Gongsun Zhi la miró y repitió: "Hoy al mediodía, Xianyun y yo comimos bollos al vapor. En el mundo de las artes marciales, no siempre puedes controlar tu propio destino. No siempre puedes cuidar tu salud".
"...Ah Yao, hoy dejé que el camarero decidiera. Me sirvió un pollo tan grasiento que no podía estar más grasiento, y unas tortitas crujientes que no podían estar más crujientes. No pude detenerlo, así que tuve que comérmelas todas. Puedes probarlas cuando te despiertes." Informe completo.
—Señorita Jiang —dijo Gongsun Zhi con naturalidad—, parece que hoy ha tenido una comida bastante abundante.
Ella dijo cortésmente:
"Para nada. Si estás acostumbrado a la comida de tu mansión, comer fuera tres veces al día sería increíblemente grasiento."
"Dado que la señorita Jiang puede comer alimentos grasosos, cenemos algo más ligero. Por favor, venga a cenar al 'Pabellón Shuangyun' más tarde."
Ella le dio las gracias y luego se sentó allí recitando el guion al paciente inconsciente en la cama, contándole las trivialidades del día, hasta que la varita de incienso se consumió, momento en el que Gongsun Zhi finalmente la dejó salir del edificio.
El cielo ya estaba teñido de un gris brumoso y la noche estaba a punto de caer. Últimamente, el número de practicantes de artes marciales que visitaban la zona había aumentado drásticamente, y los jóvenes locales iluminaban las carreteras principales con luces brillantes.
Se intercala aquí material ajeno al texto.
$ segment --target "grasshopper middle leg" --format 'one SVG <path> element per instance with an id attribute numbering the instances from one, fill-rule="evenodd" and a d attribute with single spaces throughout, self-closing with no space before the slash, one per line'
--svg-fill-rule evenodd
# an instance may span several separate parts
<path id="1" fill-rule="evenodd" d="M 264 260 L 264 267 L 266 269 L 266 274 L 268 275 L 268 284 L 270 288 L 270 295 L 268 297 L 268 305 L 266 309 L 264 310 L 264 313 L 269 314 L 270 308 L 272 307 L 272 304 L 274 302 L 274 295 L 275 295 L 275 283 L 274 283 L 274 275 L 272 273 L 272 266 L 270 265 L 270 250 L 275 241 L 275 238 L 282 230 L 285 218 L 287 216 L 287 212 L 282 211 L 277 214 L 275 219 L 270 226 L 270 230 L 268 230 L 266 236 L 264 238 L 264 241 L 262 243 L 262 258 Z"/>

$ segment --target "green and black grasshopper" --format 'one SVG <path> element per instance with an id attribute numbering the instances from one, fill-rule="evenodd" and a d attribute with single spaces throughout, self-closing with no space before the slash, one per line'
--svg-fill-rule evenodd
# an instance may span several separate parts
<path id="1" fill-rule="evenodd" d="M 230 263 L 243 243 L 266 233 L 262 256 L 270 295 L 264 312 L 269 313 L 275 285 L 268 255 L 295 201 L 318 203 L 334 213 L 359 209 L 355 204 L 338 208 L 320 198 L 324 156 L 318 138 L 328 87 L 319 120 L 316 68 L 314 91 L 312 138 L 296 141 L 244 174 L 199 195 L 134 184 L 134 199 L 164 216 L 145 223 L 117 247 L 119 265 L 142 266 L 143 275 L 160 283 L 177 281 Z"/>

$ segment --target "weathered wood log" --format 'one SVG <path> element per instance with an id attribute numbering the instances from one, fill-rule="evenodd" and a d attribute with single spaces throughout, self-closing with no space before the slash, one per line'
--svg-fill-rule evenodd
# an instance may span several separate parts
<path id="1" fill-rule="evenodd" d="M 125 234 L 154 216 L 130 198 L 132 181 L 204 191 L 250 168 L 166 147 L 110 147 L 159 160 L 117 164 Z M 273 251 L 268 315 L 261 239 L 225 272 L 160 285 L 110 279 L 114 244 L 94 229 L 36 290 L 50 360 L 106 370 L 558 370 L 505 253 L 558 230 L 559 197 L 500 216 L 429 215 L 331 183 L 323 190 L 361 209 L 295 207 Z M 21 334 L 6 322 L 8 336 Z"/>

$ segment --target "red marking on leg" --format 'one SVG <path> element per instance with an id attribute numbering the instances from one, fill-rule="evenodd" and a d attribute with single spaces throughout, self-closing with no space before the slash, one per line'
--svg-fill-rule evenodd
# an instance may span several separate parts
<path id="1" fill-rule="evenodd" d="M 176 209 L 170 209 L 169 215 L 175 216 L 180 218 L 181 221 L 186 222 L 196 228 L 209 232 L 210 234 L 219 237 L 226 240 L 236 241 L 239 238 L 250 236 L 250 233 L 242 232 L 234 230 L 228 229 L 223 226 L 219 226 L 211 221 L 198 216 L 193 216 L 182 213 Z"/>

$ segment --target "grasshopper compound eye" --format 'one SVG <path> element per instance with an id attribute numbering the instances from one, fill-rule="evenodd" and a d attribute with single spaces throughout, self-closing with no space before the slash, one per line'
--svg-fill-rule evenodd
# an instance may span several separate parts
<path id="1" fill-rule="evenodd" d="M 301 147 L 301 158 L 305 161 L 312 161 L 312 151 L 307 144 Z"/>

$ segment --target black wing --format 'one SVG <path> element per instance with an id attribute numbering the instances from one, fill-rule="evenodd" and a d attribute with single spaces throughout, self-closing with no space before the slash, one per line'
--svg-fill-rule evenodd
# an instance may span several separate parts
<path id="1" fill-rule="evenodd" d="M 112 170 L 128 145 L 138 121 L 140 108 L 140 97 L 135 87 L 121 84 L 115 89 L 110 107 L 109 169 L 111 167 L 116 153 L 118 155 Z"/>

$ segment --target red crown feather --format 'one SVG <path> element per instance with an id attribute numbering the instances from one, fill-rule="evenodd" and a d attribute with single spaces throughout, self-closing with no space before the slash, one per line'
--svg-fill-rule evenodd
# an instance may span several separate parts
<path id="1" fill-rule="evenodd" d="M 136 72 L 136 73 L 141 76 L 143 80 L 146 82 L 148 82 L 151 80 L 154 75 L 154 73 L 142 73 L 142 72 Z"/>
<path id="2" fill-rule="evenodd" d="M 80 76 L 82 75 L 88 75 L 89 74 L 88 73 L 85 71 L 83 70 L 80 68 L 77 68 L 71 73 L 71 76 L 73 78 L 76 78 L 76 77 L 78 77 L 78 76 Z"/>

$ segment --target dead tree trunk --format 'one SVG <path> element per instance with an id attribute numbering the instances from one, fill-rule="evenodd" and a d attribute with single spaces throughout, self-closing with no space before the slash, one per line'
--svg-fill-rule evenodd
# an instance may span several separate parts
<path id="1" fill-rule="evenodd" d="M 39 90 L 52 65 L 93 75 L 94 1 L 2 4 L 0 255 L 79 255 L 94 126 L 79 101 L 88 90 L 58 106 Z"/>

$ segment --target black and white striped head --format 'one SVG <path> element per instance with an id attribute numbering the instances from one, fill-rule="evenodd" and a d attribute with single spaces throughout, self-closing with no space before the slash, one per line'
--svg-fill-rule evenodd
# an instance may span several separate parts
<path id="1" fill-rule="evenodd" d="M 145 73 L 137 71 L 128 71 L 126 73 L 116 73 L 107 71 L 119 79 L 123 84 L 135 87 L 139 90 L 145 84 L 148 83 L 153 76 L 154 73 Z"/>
Las velas ardieron toda la noche hasta el amanecer, y el aceite para velas costó una barbaridad. ¿De dónde sacó la familia Yun el dinero para gastar en esto?
Ella había supuesto que eran trabajadores y glamorosos en público, pero que en secreto vivían con austeridad. Sin embargo, estas personas no solo priorizaban la comodidad en su vestimenta, sino que también llevaban un estilo de vida muy particular. Hmm, según su deducción, Gongsun Yun podría haber descubierto una mina de oro.
Alguien le tiró de la manga, y cuando bajó la mirada, vio que supuestamente era su hermano menor, Xiao Jiang, quien la estaba mirando.
"Hermana mayor, mayor, mayor..." El niño de ocho años, de rasgos delicados y algo de grasa infantil, se sonrojó y se aferró con fuerza a su vestido con sus manitas, tartamudeando: "El Cuarto Joven Maestro dijo que antes de ir al Pabellón Shuangyun a cenar hoy, por favor, vaya primero a los aposentos de las mujeres."